Complex interactions with the nation’s means tested old age pension system and other social security benefits meant it was beneficial to obtain advice when employees changed jobs and or retired. Many traditional life insurance agents adapted their business models to concentrate more on providing advice about lump sum investments, both super and non-super and less on selling regular premium savings and protection plans. In the early days dealing with several fund managers for each client, was cumbersome, complex, error prone and inefficient.
The first wrap platforms streamlined the process providing benefits for clients, advisers and fund managers - a genuine win-win-win!
In 2004 the UK market was dominated by the sale of regular premium life and savings policies, lump sum annuities, mutual funds and single premium relatively high charge, high commission insurance bonds. Stakeholder pensions with their 1% charge cap were available but not as popular as expected by the architects of the system.
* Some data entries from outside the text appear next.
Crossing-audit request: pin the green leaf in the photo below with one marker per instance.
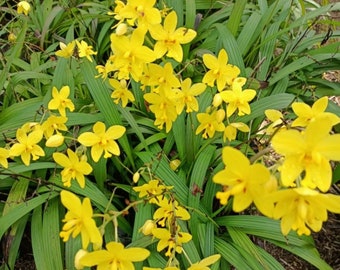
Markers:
(19, 113)
(50, 235)
(103, 101)
(258, 107)
(230, 254)
(235, 17)
(37, 240)
(227, 41)
(263, 227)
(19, 211)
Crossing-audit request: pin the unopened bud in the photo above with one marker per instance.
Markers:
(217, 100)
(220, 114)
(174, 164)
(12, 38)
(79, 255)
(136, 177)
(121, 29)
(148, 226)
(55, 140)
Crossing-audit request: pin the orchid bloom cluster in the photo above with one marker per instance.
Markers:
(166, 94)
(293, 190)
(298, 198)
(165, 224)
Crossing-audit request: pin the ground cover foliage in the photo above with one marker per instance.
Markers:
(167, 134)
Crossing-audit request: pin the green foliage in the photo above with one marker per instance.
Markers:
(276, 47)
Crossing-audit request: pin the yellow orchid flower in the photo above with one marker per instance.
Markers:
(308, 151)
(210, 123)
(60, 100)
(169, 39)
(303, 209)
(84, 50)
(27, 145)
(102, 140)
(238, 99)
(245, 181)
(4, 154)
(307, 114)
(23, 7)
(121, 92)
(79, 220)
(66, 51)
(219, 70)
(166, 239)
(74, 167)
(203, 264)
(115, 256)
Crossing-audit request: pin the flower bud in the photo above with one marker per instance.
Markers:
(121, 29)
(23, 7)
(79, 255)
(148, 226)
(217, 100)
(174, 164)
(136, 177)
(11, 37)
(55, 140)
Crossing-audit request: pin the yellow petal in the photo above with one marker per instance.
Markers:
(70, 201)
(88, 139)
(320, 105)
(61, 159)
(234, 158)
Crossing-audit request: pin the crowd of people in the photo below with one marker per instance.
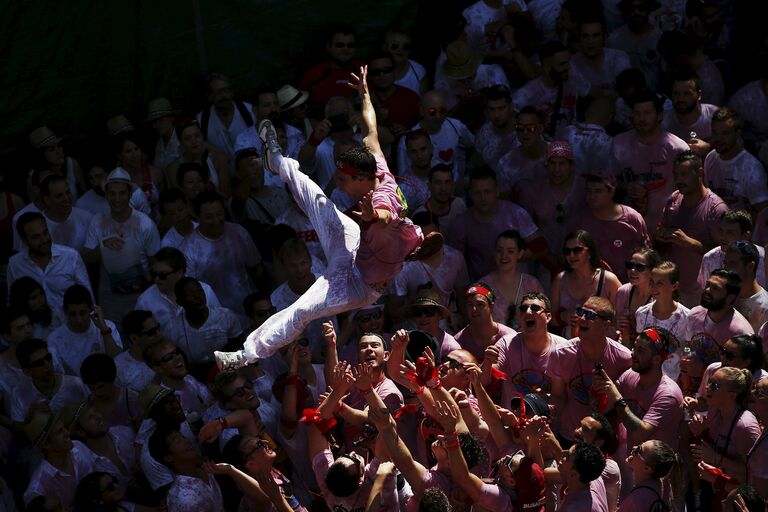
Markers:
(528, 276)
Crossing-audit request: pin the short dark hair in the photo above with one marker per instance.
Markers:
(26, 348)
(362, 159)
(171, 196)
(133, 321)
(173, 257)
(740, 217)
(97, 369)
(205, 197)
(732, 280)
(588, 461)
(26, 218)
(77, 294)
I strongly argued to my new colleagues that the Aussie wrap platform approach could transform the business of Standard Life and in turn the UK market. My next challenge was to convince them that the company should look outside for a system rather than attempt to develop it in house. Finally, after a rigorous assessment process, I needed to persuade the company it could trust the small team all the way from New Zealand to deliver.
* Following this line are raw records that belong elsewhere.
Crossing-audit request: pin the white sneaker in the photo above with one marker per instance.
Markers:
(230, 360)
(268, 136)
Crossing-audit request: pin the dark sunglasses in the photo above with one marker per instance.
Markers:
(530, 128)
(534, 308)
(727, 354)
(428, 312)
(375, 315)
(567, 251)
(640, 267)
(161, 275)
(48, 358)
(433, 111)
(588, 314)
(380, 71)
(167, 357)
Those early years were challenging but gradually the movement gained momentum with FNZ winning new clients and other platforms entering the market. At the time our forecasts that the total platform market would grow to GBP 150 billion in five years were treated with incredulity. Figure 1 shows the growth since those early days with the total funds under administration at the end of 2017 reaching a staggering GBP 569 billion. I am very confident and satisfied that the actual results have far surpassed the projections contained in our original business case.
Forward thinking advisers realised they could adopt the new technology and change their business models to good advantage. Instead of constantly being on the lookout for new initial commission business they could move to an arrangement based much more on accumulating funds under administration and building recurring revenue streams while providing ongoing service.
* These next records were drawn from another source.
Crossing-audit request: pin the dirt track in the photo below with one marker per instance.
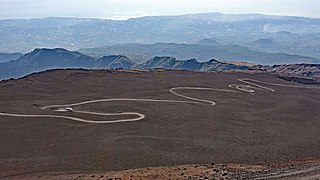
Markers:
(241, 128)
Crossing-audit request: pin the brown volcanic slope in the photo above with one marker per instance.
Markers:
(240, 128)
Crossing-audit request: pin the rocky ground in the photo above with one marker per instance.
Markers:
(307, 169)
(242, 128)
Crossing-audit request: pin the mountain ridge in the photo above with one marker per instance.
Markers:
(46, 59)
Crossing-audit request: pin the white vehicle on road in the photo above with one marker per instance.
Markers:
(69, 109)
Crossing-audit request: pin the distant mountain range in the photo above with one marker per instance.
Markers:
(142, 52)
(290, 35)
(5, 57)
(45, 59)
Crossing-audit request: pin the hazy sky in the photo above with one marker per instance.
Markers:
(122, 9)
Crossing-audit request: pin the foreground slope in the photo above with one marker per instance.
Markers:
(241, 127)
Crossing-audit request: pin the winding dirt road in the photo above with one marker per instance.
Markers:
(249, 86)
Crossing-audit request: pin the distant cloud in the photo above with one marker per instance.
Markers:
(134, 8)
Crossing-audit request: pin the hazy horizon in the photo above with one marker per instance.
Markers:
(125, 9)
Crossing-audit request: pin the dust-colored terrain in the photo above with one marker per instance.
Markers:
(241, 128)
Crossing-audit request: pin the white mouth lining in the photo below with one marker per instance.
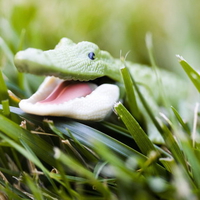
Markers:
(95, 106)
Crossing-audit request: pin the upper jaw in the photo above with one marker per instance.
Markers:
(94, 106)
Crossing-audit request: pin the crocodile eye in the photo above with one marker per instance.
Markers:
(91, 55)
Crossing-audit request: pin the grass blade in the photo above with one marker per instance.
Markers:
(192, 74)
(140, 137)
(130, 94)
The pioneers were encouraged by a new publication, “New Model Adviser” which championed this approach. At Standard Life we had some fun helping advisers develop business plans to transform their operations and enjoyed parading in front of them some successful visiting Australian financial planners who were always happy to evangelise about the new world.
The new model involved moving:
- from searching for sales to providing a value added ongoing service,
- from worrying about transactions to building relationships, and
- from selling products to suggesting solutions.
This helped planners build real value in their businesses as industry participants transitioned from salespeople to trusted professionals.
Forward thinking advisers realised they could adopt the new technology and change their business models to good advantage.
The Retail Distribution Review introduced at the end of 2012 added to the momentum. It was designed to make the retail investment market work better for consumers. The rules required higher minimum levels of adviser qualifications, improved transparency of charges and services and the effective eradication of the payment of commissions to advisers and platforms replacing these with a more professional fee-based model. Wrap platforms which were becoming widespread came into their own.
Retail savings and investment markets around the world have tended to evolve along similar lines but the timescales have been quite different. It took the UK some two hundred years to develop. In the early days the “Man from the Pru” and thousands like him called on households on a weekly or fortnightly basis to collect small contributions. This was actually a very customer centric model as those collectors knew their clients and the lives of their clients very well and missed no opportunity to sell additional policies when lives changed.
The sophisticated market today is a dramatic contrast. Investors can access a bewildering array of investment opportunities, global in scope, from anywhere in the world any time any place on any device. Modern investment platforms are essential infrastructure for this new world.
Modern investment platforms are essential infrastructure for this new world.
When we combine this impressive facility with the growing professionalisation of sales people as many move from part time to full time and the increasing wealth, mobility and standards of living as countries develop, I believe we have the ingredients for a much more rapid evolution in emerging countries. Ironically the new model enables advisers and providers to go back to a genuine customer centric approach with benefits for clients, advisers and companies. The revolution is underway.